Notes from Deep Learning Summit 2015 London — Day 2

This post covers the second and final day of the Deep Learning Summit that took place in London on September 24th-25th 2015. You can find the first post here. Videos are also being posted on youtube.

After a welcome from Alison Lowndes of NVDIA, the day started with the startup session.

First up were Wally Trenholm, Founder & CEO, and Jason Cassidy, MD & Chief Science Officer, of Sightline Innovation, talking about The Commercialisation of Deep Learning. They started going after military customers (2011), then looked for other markets due to long military order process (5 year to order). They first took what had been developed in image analysis on Geo-Scale (Satellite, UAV) and applied it to agriculture. Then, to serve even more customers, they went from Geo-Scale to Macro-Scale images, addressing industrial problems (automated manufacturing quality control). Next they will go further down and apply their image analysis to Nano-Scale (genomic). There is a MLaaS (Machine Learning as a Service, term for which they hold the copyright) platform which will be released next month, with a server on site to collect and preprocess the data, and also provide reporting and dashboards, while algorithm training and prediction will be done on their cloud.
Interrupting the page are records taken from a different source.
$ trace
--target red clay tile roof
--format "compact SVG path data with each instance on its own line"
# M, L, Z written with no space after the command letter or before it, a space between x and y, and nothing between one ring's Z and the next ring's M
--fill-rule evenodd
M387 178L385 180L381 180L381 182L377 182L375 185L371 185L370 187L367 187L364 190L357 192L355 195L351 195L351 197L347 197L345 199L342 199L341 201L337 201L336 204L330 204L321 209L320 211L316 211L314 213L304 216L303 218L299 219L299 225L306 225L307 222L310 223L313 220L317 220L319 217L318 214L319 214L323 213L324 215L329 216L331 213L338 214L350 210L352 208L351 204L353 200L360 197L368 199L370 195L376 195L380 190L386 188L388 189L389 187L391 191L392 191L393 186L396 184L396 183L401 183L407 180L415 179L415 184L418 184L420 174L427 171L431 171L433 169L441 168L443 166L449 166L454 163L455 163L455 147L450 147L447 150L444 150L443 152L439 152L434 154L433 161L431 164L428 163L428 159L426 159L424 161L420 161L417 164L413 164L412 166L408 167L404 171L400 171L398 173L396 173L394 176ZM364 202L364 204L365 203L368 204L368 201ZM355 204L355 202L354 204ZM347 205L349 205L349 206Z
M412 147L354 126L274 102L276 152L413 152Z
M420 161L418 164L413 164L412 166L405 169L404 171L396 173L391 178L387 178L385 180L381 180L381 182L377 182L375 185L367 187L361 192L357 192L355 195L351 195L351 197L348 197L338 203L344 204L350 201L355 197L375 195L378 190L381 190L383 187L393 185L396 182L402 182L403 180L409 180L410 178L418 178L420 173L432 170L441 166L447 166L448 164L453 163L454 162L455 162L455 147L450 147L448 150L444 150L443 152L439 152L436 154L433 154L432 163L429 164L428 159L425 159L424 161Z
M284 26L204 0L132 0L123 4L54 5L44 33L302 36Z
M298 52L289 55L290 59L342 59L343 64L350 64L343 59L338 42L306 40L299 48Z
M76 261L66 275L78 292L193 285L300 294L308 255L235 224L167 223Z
In case you are looking, Clarify is hiring.

MLaaS according to Sightline

Next up was Paul Murphy, CEO of Clarify on Deep Learning & Speech: Adaptation, the Next Frontier, with some funny cartoonish slides. Clarify, started in London and now Texas based, provides an API that analyses audio and video making it searchable. The main issue with speech is adaptation, as also discussed by Sébastien Bratières in the last session of the first summit day. There are different adaptation problems, like speaker adaptation (ex. accents, speaker may not be native, while most of the training data is native and male), noise and tenuation (moving away from the microphone). The bleeding edge in speech recognition research is:

  • Hybrid work between DNNs and HMMs, bringing incremental improvements
  • Crossover of techniques from vision research to speech world
  • Context information will bring improvements, currently it is mainly addressed by research on dialogue but speech recognition will be there too
Paul Murphy illustrating the bleeding edge

Then came Appu Shaji, Head of R&D at EyeEm, talking about Deep Learning for Real Photography. EyeEm is a social network for photography, one of the goals Appu is to improve content discovery, helping photographers being found and selling more photos. He showed EyeVision, which is currently in early access. The engine assesses aesthetic quality of the photo and also tags them with 20k concepts, using data coming from both community and expertly curated tagging. They are using CNNs with word embeddings, based on these research papers Paper1 Paper2 Paper3.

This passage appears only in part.